Blogging for Therapists: What it Means for SEO

We’re here to tell you blogging isn’t always the best use of your time. Spend a few minutes going through the following thought exercise:

Are you the website owner of a private practice relying on local clients? Imagine writing a blog post about “Signs and Symptoms of Depression” 

Unless you create a locale-specific spin in the article (which often doesn’t make sense) your visitors from search engines are likely to be from all across the country. How does this help drive local leads to your website?

While it makes perfect sense to include your location alongside a depression counseling service page, simply blogging about depression isn’t really a location-based topic. Therefore, it isn’t targeted to your ideal audience and client base.

For Local Businesses:

Consider when it makes sense to write content with your location emphasized versus blogging about general topics that might not reach a targeted audience.

Should you painstakingly write a long form article when the majority of people finding your content online won’t become customers or clients?

More visits on your website — from any location — does look good in the eyes of Google and will improve your page rankings, but the impact on your client base is therefore indirect and harder to quantify. Most people finding your article on Google won’t be in your backyard, so spending hours writing a great article about a topic related to your private practice may not result in the best ROI.

When Blogging Makes More Sense

Blogging is great if you plan to share the content in a newsletter to drive more traffic to your website via an existing local audience. Newsletters in particular (compared to social media) have high engagement rates and can be easily forwarded from one person to others who may find your content useful. And these people are more likely to be located in your area.

Now imagine you have something to offer people across various locales like an e-book on parents using planned ignoring or coping skills for anxiety.  You can optimize a blog post (or series of posts) for this targeted topic and generate traffic to your website without needing to qualify a locale.

Blog posts with a location-based angle are also great! Is your practice in New York City? Maybe writing a blog post about anxiety on subways makes sense. Or perhaps you can tie a blog post into a local event or happening.

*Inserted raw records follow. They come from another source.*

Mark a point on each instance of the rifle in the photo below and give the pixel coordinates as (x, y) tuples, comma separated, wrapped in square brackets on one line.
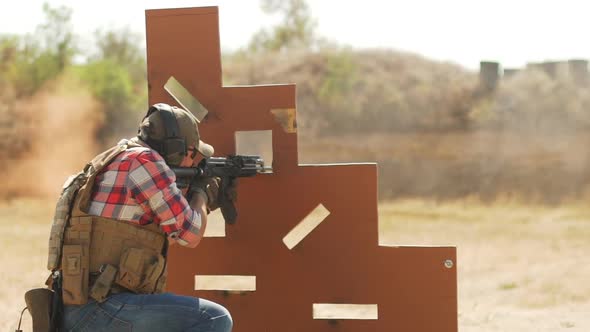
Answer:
[(228, 169)]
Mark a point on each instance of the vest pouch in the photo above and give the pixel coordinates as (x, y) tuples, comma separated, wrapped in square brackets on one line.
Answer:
[(75, 262), (139, 270)]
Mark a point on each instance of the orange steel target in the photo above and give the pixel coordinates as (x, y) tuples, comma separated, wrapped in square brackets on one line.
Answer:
[(340, 261)]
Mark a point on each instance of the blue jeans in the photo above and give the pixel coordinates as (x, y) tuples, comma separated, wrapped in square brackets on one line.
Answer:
[(153, 312)]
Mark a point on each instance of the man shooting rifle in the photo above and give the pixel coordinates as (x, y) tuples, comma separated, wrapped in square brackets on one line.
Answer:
[(113, 224)]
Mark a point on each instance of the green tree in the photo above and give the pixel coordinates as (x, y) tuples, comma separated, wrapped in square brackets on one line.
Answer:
[(296, 30), (116, 75)]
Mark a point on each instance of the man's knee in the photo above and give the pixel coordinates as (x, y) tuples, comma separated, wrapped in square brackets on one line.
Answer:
[(220, 316)]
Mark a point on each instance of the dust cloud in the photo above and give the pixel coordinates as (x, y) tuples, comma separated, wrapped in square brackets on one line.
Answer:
[(60, 134)]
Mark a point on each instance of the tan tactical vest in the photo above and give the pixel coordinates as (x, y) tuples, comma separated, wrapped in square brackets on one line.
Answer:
[(97, 255)]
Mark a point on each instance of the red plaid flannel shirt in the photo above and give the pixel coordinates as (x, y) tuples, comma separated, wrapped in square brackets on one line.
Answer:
[(138, 186)]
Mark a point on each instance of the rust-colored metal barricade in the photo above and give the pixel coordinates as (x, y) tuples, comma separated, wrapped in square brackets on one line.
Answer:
[(340, 260)]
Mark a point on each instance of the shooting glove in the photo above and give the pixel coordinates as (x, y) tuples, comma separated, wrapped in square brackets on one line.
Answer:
[(208, 187)]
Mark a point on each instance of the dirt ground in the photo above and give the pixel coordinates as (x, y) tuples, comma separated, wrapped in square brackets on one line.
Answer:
[(520, 267)]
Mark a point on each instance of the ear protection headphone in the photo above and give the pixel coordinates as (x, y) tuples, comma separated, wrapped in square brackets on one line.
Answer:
[(173, 144)]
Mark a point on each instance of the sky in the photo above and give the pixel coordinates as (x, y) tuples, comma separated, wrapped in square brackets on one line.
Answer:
[(512, 32)]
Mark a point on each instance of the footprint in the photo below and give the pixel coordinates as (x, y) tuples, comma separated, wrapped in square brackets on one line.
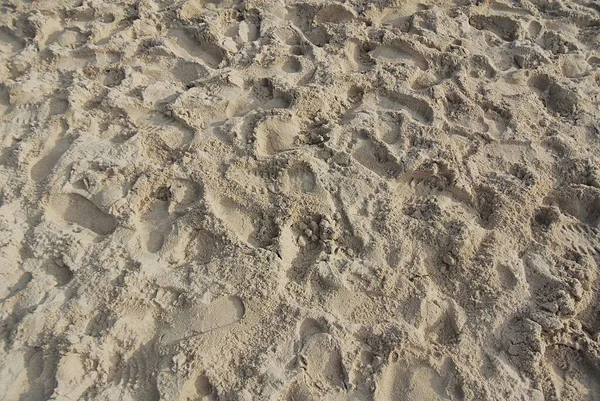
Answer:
[(74, 208), (9, 42), (505, 27), (138, 374), (400, 52), (417, 108), (410, 381), (195, 46), (400, 17), (156, 224), (56, 145), (358, 56), (203, 247), (239, 220), (334, 14), (299, 179), (375, 157), (554, 96), (323, 363), (276, 134), (202, 319), (61, 272), (292, 65)]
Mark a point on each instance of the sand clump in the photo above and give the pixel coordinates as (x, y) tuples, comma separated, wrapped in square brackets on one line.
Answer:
[(299, 200)]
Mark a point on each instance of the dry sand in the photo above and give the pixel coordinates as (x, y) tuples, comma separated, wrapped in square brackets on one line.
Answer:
[(285, 200)]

Finally, network with popular bloggers or magazines in your area to link to articles on your website. Writing about a general topic is A-okay if a popular website in your area is linking to the article. It all comes down to connecting the dots and understanding how content drives qualified leads to your site.

The Bottom Line

The impact of blogging on SEO and growing your client base can be negligible if you’re writing about general topics and your target audience is narrowly defined by a location. Consider your blog post topics and how you’re sharing content to ensure better results.